のだが、俺が何かを言う前に、彼女は凛とした表情で俺を見上げた。目には何やら決意のようなものが強く見える。
「……私、今改めて、決めました。先輩が私を助けてくれる分、私は先輩を癒します。もう疲労なんてぜ〜〜んぶ吹き飛んじゃうくらい、先輩のこと甘やかして、癒して、とろとろにします。……もう決めました」
この段階ではもう既に、そんなもの必要ないだなんてことは言えない。癒しが何を指すのかは不明だが、マッサージでもなんでもしてもらえるならありがたい。
それでも、やっぱり少しは気が引ける。
別に俺は見返りを求めて彼女を助けているわけじゃない。
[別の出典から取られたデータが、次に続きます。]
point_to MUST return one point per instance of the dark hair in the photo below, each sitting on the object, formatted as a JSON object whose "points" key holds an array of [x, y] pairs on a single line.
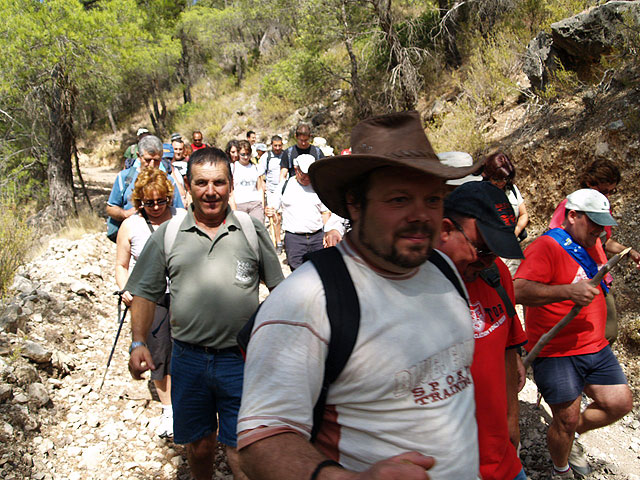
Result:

強いて言うなら、彼女にはただ笑っていてほしい。
だが、そんなことは彼女も承知の上なんだろう。
何より、彼女がやりたいと決意して一歩踏み出したものを、俺が止められるはずがない。
小さく頷いてみせると、彼女は年相応の可愛らしい笑顔を浮かべた。
「ふふっ、よかったです。これで反対でもされようものなら、強引にでも……あー、なんかその、色々と、しちゃうところでした」
えへへっと恥ずかしそうに苦笑して、彼女は俺から距離をとった。
とりあえず、一件落着……だろうか。
カチカチと時計の秒針が沈黙を刻む。
「……って、わ、私、よく考えたらなんて格好で先輩に抱きついて……!? ひや、やぁぁああっ! ダメです! 見ないでくださいっ! 今すぐ後ろ向いてー! すぐにスカート履きますから、ちょっと、あぁ……ほんとうに、外、行っててくださいぃ……っ」
不意に絶叫をあげたかと思ったら、瞬く間に顔を真っ赤に染め上げ、声をしゅんしゅんすぼませていく。
まったく……本当に忙しいやつだ。
というか俺もそろそろ目線のやり場に困り果てていたので、大人しくドアから退出しようと手を伸ばす。
「あ、あの、先輩」
ドアノブに手をかけたところで声をかけられ、危うく振り返りそうになる。
「……こ、今度のシフトの休憩時間……から、始めますから、私と先輩の癒し時間。だから、その……そのつもりで、よろしくです」
そんな妙に恥ずかしそうに言われるとあれやこれやと想像してしまいそうになるのだが、とりあえず今は考えても仕方がない。
俺は一度頷くと、ドアを開けて部屋から出た。
……ふぅ。
後輩美少女の下着姿を前にして、本当によく冷静でいられたな俺。俺ってばマジ紳士。ステッキとか持ったら絶対似合う。
そんなどうでもいいことを考えて、俺は彼女の白い肌を頭の中から追い出すことにした。
……耳元で囁かれた声は追い出せそうになかったが。